Of the many things I got wrong at the beginning, the most notoriously wrong was my insistence that readers should have to pay for the privilege. I thought that was a test of seriousness, as well as an economic necessity. We launched as a free site, but down the road there was a period of about a year when we demanded $19.95 for an annual subscription. It wasn't a dismal failure: At the end of the year, we had more than 20,000 paid subscribers—a third of what the New Republic (my former employer) had after 75 years. But meanwhile our "front porch" (the free part) was attracting 20 times that number (different individuals who visited the site once or more a month). (Now that figure is more like 5 million.)
And subscribers don't really pay for print magazines: Even very successful glossy magazines often don't get enough from subscribers to cover the cost of finding them (through junk mail) and signing them up. The reason they bother to extract money from people is to persuade advertisers that these people really want the magazine and therefore are likely to actually read it. On the Web, you don't have to do that indirectly: You know exactly how many people have clicked their way onto a page. That makes the whole system of soliciting and charging subscribers unnecessary. There will probably be a small role for subscriber-paid journalism on the Web, but not a large one. And Slate is unlikely to be at the head of the pack. Been there, done that.
The magazine I dreamed of starting was a newsmagazine. On paper, on the Web, painted on the walls of caves—I didn't care. My theory was that Time and Newsweek had basically abandoned their mission. They responded to every crisis of identity for the past half-century in exactly the wrong way. From television to the Internet, the newsmags always assumed that new developments were making their central function of intelligently summarizing the news obsolete. So, for half a century or more they have been in retreat from that true function into features, consumerism, photographs, investigative reporting, health, sex—anything but telling and trying to explain what is going on in the world at the moment.

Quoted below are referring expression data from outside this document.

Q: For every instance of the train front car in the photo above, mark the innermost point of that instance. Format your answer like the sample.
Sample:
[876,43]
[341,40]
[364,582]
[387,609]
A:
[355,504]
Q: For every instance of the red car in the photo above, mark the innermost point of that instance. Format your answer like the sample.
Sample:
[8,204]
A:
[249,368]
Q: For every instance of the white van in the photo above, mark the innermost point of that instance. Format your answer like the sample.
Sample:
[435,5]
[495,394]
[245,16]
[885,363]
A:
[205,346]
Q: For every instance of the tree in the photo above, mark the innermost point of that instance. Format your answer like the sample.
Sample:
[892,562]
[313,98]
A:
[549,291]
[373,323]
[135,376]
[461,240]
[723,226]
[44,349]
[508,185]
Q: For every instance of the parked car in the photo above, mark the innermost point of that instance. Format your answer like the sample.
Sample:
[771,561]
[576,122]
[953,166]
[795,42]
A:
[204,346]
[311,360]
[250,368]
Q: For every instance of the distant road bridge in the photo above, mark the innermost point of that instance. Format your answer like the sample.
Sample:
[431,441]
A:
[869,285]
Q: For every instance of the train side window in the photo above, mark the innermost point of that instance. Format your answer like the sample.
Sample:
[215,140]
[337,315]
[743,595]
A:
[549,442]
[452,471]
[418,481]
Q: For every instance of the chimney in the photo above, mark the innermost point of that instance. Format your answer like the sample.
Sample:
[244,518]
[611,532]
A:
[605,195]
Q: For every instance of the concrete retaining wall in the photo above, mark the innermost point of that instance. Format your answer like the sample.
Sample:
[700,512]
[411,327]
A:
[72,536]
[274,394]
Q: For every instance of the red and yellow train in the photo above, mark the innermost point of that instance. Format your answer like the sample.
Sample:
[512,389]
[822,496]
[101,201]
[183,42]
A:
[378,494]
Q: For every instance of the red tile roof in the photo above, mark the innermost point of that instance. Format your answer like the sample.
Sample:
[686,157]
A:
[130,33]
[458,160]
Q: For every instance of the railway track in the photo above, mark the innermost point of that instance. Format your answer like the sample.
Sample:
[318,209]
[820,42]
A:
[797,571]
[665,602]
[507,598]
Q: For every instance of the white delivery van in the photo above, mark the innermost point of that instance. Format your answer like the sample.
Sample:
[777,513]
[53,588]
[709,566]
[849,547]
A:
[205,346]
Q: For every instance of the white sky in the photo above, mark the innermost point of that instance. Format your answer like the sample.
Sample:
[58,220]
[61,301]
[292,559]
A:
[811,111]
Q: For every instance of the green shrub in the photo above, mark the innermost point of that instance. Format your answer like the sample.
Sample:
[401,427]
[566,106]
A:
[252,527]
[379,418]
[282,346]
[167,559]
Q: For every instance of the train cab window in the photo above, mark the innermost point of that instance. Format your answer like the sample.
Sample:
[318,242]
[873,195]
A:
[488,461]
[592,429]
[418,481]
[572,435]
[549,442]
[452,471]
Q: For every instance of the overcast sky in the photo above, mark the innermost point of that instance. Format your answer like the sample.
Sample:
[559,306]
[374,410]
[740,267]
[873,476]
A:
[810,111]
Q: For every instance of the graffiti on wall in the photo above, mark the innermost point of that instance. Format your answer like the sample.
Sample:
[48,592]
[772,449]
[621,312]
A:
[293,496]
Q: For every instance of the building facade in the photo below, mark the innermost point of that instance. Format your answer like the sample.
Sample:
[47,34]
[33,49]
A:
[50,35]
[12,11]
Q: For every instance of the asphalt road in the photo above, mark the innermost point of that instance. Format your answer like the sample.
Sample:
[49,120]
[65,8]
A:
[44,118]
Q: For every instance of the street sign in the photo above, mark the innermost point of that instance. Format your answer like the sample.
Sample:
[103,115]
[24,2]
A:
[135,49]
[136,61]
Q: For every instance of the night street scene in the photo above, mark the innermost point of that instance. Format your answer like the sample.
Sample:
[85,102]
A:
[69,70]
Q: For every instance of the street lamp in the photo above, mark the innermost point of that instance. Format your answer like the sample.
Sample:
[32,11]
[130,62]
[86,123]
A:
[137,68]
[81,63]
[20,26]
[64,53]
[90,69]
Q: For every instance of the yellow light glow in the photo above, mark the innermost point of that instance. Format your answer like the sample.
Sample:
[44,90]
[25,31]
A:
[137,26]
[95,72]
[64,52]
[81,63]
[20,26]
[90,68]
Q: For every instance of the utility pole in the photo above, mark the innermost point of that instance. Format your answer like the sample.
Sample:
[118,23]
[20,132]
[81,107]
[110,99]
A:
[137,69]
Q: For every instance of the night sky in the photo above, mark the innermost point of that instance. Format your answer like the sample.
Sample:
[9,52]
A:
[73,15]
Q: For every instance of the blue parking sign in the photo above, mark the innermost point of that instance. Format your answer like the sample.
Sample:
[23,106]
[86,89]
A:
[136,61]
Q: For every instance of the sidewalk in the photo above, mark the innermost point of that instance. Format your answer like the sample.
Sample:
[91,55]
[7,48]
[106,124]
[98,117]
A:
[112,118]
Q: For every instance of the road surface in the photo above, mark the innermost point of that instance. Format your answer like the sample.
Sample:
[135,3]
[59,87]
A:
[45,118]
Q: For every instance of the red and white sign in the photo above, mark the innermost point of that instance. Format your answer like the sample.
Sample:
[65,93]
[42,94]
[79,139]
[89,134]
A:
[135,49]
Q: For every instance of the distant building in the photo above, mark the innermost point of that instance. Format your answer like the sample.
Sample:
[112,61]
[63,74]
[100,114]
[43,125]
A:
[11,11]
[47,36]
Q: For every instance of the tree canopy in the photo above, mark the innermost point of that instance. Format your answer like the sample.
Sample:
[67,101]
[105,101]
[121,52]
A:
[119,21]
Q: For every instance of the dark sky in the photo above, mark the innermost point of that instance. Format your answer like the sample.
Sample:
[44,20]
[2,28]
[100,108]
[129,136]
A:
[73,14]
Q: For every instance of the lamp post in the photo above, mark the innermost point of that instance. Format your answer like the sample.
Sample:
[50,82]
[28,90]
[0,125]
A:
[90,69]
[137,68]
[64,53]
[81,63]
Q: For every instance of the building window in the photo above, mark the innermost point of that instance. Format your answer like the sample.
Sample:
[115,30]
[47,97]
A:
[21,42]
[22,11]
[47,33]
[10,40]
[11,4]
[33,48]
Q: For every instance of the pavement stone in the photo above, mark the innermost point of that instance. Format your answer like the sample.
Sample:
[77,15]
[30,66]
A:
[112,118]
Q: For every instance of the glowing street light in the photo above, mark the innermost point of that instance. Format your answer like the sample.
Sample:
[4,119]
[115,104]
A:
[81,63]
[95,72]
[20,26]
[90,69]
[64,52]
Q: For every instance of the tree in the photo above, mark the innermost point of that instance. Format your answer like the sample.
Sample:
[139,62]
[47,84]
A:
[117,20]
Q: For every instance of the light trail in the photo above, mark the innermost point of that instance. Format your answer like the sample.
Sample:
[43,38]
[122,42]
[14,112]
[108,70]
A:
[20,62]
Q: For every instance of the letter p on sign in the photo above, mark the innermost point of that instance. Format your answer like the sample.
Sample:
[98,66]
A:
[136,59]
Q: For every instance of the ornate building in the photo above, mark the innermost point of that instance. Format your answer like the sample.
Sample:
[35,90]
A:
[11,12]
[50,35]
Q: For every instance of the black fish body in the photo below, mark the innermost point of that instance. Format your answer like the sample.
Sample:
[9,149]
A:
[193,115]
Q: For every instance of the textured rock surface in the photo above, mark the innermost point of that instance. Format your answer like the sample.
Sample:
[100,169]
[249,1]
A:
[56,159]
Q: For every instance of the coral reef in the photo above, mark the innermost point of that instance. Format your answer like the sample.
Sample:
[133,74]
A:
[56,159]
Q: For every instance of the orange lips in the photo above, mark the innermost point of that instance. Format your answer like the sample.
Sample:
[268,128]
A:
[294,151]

In fact (or so I theorize), the explosion of information, analysis, and opinion between 1950 and today makes a smart summarizing function more necessary, not less so. And that is what I thought Slate could provide, occupying the ground abandoned by its betters. Happily, the Web is made for this kind of thing. With links backward to the original story, or forward to a report due out next Tuesday, easy-to-use charts and graphs and photos, etc., the Web could perform "intelligent synthesis" on the world and the news a lot better than the traditional newsmagazines could. Or that was my theory. For 10 years, Slate has tried to do that and—especially under the current editor, Jacob Weisberg—a lot more.
Has Slate succeeded? Recently I was out of town and out of touch for about a week. Coming home, I read Time and Newsweek on the plane, then spent about 45 minutes with Slate when I got to a computer. So, which would I pick if I had to choose just one to bring me up to speed? Although I've had nothing to do with Slate's management now for almost half its existence, I suppose my objectivity may still be suspect. I say only that the answer made me very, very happy.